Malgrado i significativi guadagni elettorali ottenuti dai conservatori nelle recenti elezioni del Parlamento europeo, le fazioni neoliberiste e di sinistra all’interno di Bruxelles si sono unite per sostenere la rielezione della politica tedesca Ursula von der Leyen a presidente della Commissione europea. Von der Leyen, stretta alleata della Merkel e figura prominente del globalismo, sembra destinata a guidare l’UE per un altro mandato nonostante le critiche sul suo operato riguardo il declino del welfare economico e l’erosione delle libertà individuali.
La decisione di sostenere un secondo mandato per von der Leyen è stata presa durante un accordo del Consiglio europeo, in cui sei negoziatori chiave hanno giocato un ruolo cruciale. Tra questi, il primo ministro greco Kyriakos Mitsotakis e il primo ministro polacco Donald Tusk per il Partito popolare europeo (PPE) di von der Leyen, i socialisti rappresentati dal cancelliere tedesco Olaf Scholz e dal primo ministro spagnolo Pedro Sánchez, e i neoliberisti rappresentati dal presidente francese Emmanuel Macron e dal primo ministro uscente olandese Mark Rutte.
Von der Leyen aveva precedentemente mostrato interesse a includere i Conservatori e Riformisti europei (ECR) guidati dal primo ministro italiano Giorgia Meloni in una coalizione, proposta che è stata però respinta dai socialisti e liberali. Essi hanno infatti richiesto l’esclusione della Meloni dai colloqui come condizione per sostenere la rielezione della von der Leyen.
Il primo ministro ungherese Viktor Orbán ha fortemente criticato questi negoziati chiusi, affermando che l’accordo a sostegno di von der Leyen è stato “fatto con la sinistra e i liberali” e va contro i principi fondanti dell’UE. Orbán ha sottolineato come “invece di inclusione, si semina il seme della divisione,” insistendo che i funzionari dell’UE dovrebbero rappresentare tutti gli Stati membri, non solo quelli di sinistra e liberali.
Sebbene l’alleanza di von der Leyen composta dal PPE, dai Socialisti e Democratici (S&D) e dal gruppo Renew (RE) guidato da Macron abbia subito perdite significative nelle elezioni, detiene ancora abbastanza voti per passare la nomina senza il sostegno di altri gruppi. Tuttavia, il margine di errore sarà ridotto: con 398 seggi in Parlamento e 361 voti necessari per l’approvazione, von der Leyen dovrà limitare le defezioni per superare i vertici.

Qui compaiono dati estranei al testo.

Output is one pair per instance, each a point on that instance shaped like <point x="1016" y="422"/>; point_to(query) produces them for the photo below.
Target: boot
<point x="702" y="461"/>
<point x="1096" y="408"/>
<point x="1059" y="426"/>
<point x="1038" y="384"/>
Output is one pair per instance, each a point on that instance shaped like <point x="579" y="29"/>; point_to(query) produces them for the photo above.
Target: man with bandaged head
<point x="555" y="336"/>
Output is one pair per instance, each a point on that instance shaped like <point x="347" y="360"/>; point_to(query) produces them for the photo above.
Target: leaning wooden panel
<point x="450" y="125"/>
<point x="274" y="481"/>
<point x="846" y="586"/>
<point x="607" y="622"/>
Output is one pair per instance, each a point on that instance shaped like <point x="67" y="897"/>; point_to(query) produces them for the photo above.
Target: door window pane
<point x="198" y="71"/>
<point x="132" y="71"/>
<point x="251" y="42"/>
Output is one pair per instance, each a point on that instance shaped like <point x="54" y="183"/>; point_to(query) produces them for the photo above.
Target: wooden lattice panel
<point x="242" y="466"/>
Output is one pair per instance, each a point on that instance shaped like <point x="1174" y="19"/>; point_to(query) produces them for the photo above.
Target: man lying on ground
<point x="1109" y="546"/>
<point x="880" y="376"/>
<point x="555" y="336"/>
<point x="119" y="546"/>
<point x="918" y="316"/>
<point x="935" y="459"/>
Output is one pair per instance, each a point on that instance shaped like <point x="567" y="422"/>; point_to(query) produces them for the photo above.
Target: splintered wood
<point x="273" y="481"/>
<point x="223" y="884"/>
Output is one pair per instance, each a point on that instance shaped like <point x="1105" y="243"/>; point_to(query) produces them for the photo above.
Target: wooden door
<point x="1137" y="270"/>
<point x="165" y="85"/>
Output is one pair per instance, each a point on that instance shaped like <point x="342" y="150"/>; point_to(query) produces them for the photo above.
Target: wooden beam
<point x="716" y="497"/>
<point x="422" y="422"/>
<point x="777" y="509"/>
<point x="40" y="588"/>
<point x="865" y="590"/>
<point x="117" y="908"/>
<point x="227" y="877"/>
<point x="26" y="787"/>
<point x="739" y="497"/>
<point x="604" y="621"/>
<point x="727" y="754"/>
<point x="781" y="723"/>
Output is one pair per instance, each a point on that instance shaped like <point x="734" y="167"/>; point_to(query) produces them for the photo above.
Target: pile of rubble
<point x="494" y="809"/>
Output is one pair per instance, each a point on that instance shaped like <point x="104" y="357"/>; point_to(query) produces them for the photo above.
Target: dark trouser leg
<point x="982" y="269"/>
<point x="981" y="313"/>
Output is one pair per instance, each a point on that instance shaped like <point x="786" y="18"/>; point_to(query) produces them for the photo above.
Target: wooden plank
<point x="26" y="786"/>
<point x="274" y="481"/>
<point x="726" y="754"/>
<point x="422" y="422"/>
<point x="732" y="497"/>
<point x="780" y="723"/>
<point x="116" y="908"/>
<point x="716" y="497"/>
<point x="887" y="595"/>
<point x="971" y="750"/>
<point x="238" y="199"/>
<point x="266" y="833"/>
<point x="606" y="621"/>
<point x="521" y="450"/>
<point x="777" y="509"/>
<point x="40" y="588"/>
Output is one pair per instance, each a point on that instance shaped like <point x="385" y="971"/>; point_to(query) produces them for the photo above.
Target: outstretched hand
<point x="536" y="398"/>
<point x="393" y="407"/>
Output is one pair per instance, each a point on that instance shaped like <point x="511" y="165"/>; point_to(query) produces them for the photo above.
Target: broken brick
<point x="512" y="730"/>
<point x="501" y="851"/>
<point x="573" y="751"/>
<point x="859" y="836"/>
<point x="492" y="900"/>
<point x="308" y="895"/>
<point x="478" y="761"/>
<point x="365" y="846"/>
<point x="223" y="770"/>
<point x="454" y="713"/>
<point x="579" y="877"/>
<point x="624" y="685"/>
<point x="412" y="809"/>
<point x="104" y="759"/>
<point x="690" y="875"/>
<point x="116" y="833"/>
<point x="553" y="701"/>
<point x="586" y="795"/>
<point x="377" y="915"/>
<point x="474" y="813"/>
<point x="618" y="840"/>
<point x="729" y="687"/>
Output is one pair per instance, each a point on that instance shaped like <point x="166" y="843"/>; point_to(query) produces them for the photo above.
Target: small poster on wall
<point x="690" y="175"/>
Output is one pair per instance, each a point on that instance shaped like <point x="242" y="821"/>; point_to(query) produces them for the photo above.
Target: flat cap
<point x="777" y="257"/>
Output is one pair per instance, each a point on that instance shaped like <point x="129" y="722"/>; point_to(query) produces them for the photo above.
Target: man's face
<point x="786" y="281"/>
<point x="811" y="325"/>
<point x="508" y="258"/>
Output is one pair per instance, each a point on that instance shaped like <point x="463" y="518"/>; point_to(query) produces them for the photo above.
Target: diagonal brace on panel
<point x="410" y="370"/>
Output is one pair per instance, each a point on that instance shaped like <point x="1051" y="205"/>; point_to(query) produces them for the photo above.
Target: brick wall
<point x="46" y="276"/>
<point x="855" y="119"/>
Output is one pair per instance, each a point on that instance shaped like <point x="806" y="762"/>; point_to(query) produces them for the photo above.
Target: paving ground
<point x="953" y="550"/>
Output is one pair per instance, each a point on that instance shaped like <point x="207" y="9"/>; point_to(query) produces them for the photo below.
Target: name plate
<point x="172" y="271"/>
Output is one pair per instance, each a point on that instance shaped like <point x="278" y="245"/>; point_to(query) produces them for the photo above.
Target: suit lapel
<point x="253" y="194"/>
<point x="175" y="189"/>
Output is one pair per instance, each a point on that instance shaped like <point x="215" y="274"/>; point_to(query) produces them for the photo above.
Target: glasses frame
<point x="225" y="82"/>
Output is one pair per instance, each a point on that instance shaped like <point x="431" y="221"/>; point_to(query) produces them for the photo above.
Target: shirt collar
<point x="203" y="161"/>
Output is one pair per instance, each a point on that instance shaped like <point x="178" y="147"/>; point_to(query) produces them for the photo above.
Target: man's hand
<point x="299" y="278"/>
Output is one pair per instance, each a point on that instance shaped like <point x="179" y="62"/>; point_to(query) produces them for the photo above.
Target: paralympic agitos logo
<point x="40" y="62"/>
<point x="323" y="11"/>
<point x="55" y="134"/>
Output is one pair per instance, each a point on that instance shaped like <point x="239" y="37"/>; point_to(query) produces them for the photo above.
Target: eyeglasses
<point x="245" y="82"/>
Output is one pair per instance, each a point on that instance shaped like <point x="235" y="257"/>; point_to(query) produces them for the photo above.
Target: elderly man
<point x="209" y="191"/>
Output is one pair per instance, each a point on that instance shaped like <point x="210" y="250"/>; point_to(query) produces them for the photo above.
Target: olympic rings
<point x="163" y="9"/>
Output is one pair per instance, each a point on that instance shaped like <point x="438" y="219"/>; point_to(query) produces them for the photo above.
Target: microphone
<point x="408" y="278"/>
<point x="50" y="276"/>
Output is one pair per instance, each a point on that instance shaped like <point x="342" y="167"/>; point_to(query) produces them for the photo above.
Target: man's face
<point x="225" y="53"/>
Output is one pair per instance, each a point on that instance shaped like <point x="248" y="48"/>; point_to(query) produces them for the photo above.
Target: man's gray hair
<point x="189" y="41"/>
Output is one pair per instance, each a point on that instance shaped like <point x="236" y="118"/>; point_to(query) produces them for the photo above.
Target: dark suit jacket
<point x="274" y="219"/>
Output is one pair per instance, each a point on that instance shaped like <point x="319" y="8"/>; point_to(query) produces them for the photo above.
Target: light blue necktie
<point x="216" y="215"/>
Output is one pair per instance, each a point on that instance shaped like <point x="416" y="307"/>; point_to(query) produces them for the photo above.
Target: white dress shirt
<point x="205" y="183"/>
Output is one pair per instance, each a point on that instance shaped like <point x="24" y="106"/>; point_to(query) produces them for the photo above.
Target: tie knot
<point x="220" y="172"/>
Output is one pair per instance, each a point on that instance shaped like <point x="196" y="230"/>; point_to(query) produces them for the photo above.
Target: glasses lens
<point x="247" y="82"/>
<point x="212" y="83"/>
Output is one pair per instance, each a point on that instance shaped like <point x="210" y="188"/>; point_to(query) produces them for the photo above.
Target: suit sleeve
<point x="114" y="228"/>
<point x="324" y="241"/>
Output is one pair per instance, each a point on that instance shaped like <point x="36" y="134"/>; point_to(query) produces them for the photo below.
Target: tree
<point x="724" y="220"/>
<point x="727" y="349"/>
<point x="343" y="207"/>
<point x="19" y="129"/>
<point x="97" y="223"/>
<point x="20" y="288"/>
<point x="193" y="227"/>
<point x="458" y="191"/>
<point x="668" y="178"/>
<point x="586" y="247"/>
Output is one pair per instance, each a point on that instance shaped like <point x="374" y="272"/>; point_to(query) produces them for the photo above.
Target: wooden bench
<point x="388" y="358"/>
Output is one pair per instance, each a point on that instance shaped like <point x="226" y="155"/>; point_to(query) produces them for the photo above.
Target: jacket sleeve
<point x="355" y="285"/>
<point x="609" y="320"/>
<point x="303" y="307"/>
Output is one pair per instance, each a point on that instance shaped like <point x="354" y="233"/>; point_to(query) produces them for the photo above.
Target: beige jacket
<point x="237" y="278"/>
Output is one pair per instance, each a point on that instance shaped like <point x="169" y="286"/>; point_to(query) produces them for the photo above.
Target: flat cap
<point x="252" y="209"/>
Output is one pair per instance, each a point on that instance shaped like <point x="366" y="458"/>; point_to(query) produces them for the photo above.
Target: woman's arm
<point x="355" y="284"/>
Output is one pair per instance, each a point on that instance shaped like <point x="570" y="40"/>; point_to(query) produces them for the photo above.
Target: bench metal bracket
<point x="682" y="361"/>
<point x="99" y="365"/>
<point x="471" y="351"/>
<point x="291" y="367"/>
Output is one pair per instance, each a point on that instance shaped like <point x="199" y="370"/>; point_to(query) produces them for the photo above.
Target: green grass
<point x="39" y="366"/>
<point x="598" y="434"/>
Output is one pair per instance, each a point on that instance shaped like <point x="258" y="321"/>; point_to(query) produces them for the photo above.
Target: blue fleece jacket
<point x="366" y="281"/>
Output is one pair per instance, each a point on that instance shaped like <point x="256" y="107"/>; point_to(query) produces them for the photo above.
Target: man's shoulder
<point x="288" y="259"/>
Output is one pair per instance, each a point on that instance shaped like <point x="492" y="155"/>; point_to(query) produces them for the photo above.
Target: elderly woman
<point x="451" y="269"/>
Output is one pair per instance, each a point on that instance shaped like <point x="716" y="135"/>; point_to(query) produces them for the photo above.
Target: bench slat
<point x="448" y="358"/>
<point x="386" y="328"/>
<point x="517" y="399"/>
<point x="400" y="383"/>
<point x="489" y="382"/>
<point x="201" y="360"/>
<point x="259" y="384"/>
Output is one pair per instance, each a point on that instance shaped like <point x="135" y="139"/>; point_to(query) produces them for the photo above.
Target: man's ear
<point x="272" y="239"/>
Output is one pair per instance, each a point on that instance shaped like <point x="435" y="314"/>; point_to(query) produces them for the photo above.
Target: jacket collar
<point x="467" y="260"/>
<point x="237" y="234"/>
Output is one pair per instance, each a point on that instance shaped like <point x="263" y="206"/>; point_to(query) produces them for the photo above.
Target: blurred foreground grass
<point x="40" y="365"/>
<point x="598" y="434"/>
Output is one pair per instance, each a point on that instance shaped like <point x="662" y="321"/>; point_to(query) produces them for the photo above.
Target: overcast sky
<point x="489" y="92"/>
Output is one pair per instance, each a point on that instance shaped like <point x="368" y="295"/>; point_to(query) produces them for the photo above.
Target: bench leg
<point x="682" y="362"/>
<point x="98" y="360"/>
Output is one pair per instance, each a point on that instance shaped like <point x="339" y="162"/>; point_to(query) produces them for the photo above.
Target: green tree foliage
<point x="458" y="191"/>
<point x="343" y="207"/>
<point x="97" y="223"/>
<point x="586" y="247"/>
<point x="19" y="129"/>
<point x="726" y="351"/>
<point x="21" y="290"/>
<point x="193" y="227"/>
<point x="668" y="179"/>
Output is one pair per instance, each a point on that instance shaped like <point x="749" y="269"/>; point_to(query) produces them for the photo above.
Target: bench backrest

“La semplice matematica… rende la situazione molto difficile per von der Leyen in questo momento,” ha osservato Jacob Moroza-Rasmussen, ex segretario generale del partito liberale ALDE e ora membro del gruppo di Macron al Parlamento europeo.
La carica di presidente della Commissione europea è estremamente significativa, poiché implica la guida di una vasta burocrazia e la rappresentanza dell’UE nei principali vertici internazionali. Von der Leyen, che ha ottenuto la posizione attraverso un accordo dietro le quinte raggiunto da Parigi e Berlino nel 2019, ha affrontato diverse critiche durante il suo primo mandato. Queste includono la gestione dei lockdown durante la pandemia di COVID-19, la crisi energetica europea seguita all’invasione russa dell’Ucraina e le sanzioni finanziarie imposte ai governi conservatori di Ungheria e Polonia.
Oltre alla rielezione di von der Leyen, l’alleanza liberale-sinistra ha anche deciso di sostenere l’ex primo ministro portoghese Antonio Costa come prossimo presidente del Consiglio UE, sostituendo il belga Charles Michel. Nonostante il crollo del governo di Costa a causa delle accuse di corruzione, l’alleanza ha scelto di portare avanti la sua candidatura.
Infine, il primo ministro estone Kaja Kallas è stata selezionata per prendere il posto del socialista spagnolo Josep Borrell come Alto Rappresentante per gli Affari Esteri e la Politica di Sicurezza. Anche Kallas ha affrontato polemiche in patria riguardanti i rapporti d’affari del marito in Russia.
In conclusione, nonostante l’onda populista nelle recenti elezioni, i partiti globalisti e centristi continuano a dominare l’UE, sostenendo figure come von der Leyen che rappresentano la continuità dell’agenda globalista. Tuttavia, il futuro della sua leadership e la stabilità dell’alleanza che la sostiene restano in bilico, con molte sfide politiche e critiche all’orizzonte.